Both ECS tasks and RDS databases run in a VPC & subnet(s) of your choosing. Anything running in a VPC will always be given an Elastic Network Interface (ENI), aka virtual network card, and an ENI will always have a private IP address coming from your subnet CIDR.

If running in the same VPC, then two ENIs, e.g. from an ECS task and an RDS database, typically can communicate with one-another as long as their attached security groups allow the necessary traffic. I say "typically" because there are lots of ways to configure your VPC (e.g. Subnet ACLs, custom DNS, AWS firewall rules, etc.) and for simplicity, I'm assuming you're not doing anything unique here.

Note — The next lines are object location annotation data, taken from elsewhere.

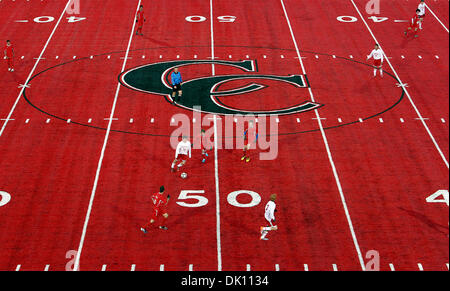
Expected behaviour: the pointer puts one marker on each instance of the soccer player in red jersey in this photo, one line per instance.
(250, 135)
(159, 208)
(140, 19)
(9, 55)
(205, 149)
(414, 25)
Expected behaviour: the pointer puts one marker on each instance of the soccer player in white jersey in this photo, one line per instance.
(378, 57)
(181, 154)
(421, 7)
(269, 215)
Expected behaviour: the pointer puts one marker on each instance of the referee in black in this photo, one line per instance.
(176, 84)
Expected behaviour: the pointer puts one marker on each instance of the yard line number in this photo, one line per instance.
(348, 19)
(197, 200)
(47, 19)
(199, 18)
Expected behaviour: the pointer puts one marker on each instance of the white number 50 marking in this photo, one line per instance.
(4, 198)
(202, 201)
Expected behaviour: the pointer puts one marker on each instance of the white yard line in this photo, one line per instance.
(437, 18)
(33, 69)
(325, 140)
(404, 88)
(216, 158)
(105, 142)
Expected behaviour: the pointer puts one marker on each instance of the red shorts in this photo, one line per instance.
(158, 211)
(182, 157)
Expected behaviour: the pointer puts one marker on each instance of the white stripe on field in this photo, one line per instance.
(404, 88)
(325, 140)
(216, 159)
(102, 154)
(32, 70)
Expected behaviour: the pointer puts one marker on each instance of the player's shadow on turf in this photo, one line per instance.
(437, 227)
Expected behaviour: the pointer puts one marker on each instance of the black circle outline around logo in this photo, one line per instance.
(166, 135)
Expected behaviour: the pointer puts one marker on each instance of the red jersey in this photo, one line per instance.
(140, 16)
(251, 134)
(415, 20)
(9, 51)
(158, 200)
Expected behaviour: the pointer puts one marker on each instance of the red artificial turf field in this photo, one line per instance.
(81, 152)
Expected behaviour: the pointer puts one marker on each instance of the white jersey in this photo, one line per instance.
(270, 211)
(376, 54)
(183, 148)
(421, 7)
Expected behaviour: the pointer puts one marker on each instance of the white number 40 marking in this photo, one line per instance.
(434, 197)
(4, 198)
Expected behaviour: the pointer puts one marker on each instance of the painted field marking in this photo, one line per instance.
(328, 150)
(444, 159)
(102, 154)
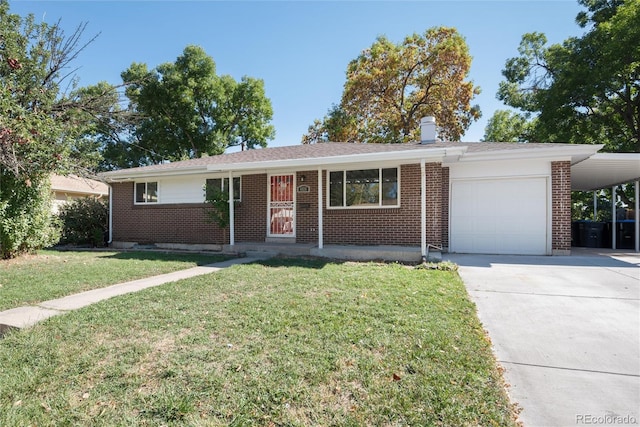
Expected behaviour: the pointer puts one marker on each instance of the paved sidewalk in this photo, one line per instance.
(23, 317)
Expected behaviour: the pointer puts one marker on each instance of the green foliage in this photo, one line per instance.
(508, 126)
(26, 221)
(390, 87)
(84, 221)
(587, 89)
(441, 265)
(43, 129)
(582, 206)
(184, 110)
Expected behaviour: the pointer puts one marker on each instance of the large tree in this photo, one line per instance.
(45, 124)
(184, 110)
(390, 87)
(587, 89)
(508, 126)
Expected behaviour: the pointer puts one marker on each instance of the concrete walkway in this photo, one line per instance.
(566, 330)
(23, 317)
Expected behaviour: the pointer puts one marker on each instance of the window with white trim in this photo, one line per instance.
(146, 192)
(364, 188)
(223, 185)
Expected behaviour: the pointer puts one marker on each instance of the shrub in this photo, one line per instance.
(26, 221)
(84, 221)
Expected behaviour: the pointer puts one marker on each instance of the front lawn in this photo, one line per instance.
(31, 279)
(283, 342)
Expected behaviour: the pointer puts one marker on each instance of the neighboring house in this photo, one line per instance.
(494, 198)
(71, 187)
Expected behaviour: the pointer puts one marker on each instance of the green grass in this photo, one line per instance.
(284, 342)
(52, 274)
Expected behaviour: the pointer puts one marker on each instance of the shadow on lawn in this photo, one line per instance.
(302, 262)
(198, 258)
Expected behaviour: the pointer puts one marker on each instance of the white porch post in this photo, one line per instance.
(320, 225)
(637, 216)
(423, 210)
(232, 231)
(613, 219)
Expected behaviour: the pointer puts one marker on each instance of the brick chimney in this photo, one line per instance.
(428, 130)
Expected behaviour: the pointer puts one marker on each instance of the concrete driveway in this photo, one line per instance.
(566, 330)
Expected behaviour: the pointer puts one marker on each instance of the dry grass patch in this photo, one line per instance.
(263, 344)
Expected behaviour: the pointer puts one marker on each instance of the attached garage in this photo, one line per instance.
(500, 216)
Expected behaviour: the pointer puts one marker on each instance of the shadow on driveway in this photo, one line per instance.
(566, 330)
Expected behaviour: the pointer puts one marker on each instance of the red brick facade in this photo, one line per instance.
(176, 223)
(186, 223)
(445, 208)
(561, 207)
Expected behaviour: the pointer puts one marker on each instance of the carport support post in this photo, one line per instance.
(613, 217)
(232, 231)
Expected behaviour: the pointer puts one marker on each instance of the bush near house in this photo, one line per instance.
(84, 221)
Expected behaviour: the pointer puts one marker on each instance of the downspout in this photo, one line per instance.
(320, 219)
(614, 220)
(637, 217)
(423, 211)
(232, 231)
(110, 215)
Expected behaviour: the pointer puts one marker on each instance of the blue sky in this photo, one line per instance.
(299, 48)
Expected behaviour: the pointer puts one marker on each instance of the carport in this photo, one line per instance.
(609, 170)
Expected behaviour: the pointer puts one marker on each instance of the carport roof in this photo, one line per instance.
(604, 170)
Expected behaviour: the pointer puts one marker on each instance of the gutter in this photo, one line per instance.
(413, 156)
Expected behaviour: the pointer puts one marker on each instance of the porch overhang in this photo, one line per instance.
(409, 156)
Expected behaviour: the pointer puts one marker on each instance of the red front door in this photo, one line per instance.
(281, 206)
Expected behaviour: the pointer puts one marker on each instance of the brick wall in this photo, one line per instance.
(561, 207)
(186, 223)
(307, 207)
(445, 208)
(251, 212)
(434, 203)
(175, 223)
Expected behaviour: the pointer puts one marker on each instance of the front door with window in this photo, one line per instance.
(281, 214)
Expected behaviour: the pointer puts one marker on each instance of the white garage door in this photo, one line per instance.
(501, 216)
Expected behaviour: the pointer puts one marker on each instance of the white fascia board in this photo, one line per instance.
(433, 154)
(131, 175)
(574, 153)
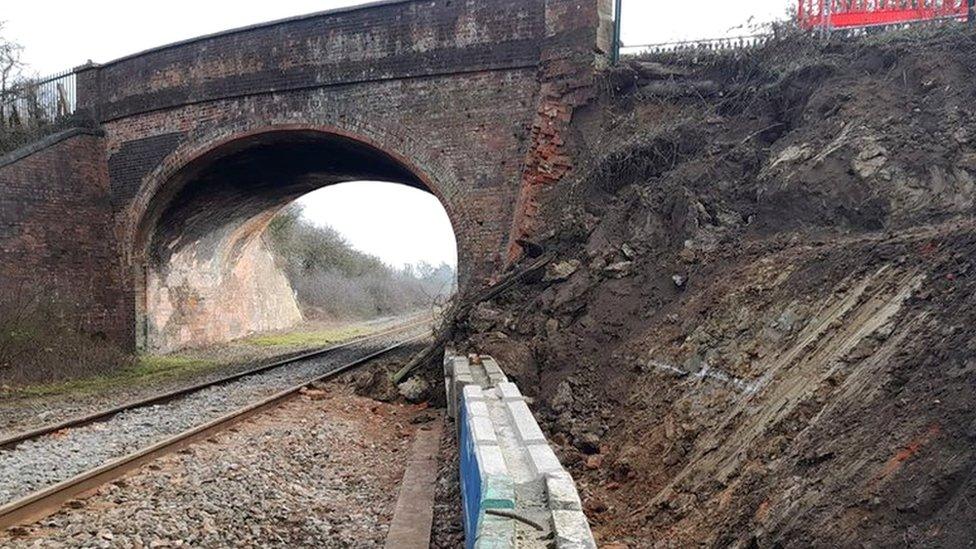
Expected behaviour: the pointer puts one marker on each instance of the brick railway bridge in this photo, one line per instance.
(149, 221)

However, with AWS-managed services like RDS, the IP address is assigned randomly from your subnet CIDR and there are certain cases (like a hardware failure where AWS restarts the database on a new host) where the IP address might change. This means you do not want to hardcode the RDS database IP in your container code or ECS task definition environment variables. Instead, AWS provides each RDS database with a DNS name that stays constant, and if the database IP(s) change, RDS will automatically update the DNS entry with the new IPs. If your application code uses this DNS, you do not have to worry about IPs changing. The DNS names will look like myexampledb.a1b2c3d4wxyz.us-west-2.rds.amazonaws.com, and you can read more about them here.

How do you give the RDS DNS name to your container?

There are several acceptable ways to do this... but one that you should avoid is hard-coding the DNS name in your application code or Dockerfile because, if you ever re-create the database or need to switch between databases (say in dev vs prod), you would have to rebuild your image or maintain multiple images.

Instead, there are two basic patterns that are much better to use:

  1. Inject the DNS name into your container environment variables when your ECS task starts - as part of your ECS Task Definition's optional Environment Variables. For example, if you provide the RDS DNS name as an environment variable named DATABASE_ENDPOINT in the task definition, you could reference its value in your Springboot code with something like System.getenv("DATABASE_ENDPOINT"). Note that this is not a good way to provide secrets (like your database password, because the secrets are stored and visible in plaintext.

  2. Have your container read the DNS name from a central parameter store - sometimes you might have multiple apps, AWS services, etc. that need to reference the same value. Rather than putting that value in multiple places, you could put it in one, central place and dynamically have your app code (or certain supported AWS services) read the value at runtime and store it in memory. This is also the recommended way to retrieve secrets (like database passwords), so that you do not have to hardcode them in your app code or ECS Task Definition. ECS has out of the box support for retrieving encrypted secrets from AWS Parameter Store, and I'd recommend this approach for your database password. The nice thing with ECS's Parameter Store integration is that access to Parameter Store is based on IAM... and you would just grant the ECS Task's role IAM permission to retrieve the value.

To summarize, you should use ECS Task Definition environment variables to insert non-secret values like your database endpoint, port, etc. If this is just for learning and there's no sensitive data in your database, you could also use env vars for the password... but if building for production or storing sensitive data, you should dynamically retrieve these values at runtime using a method like above.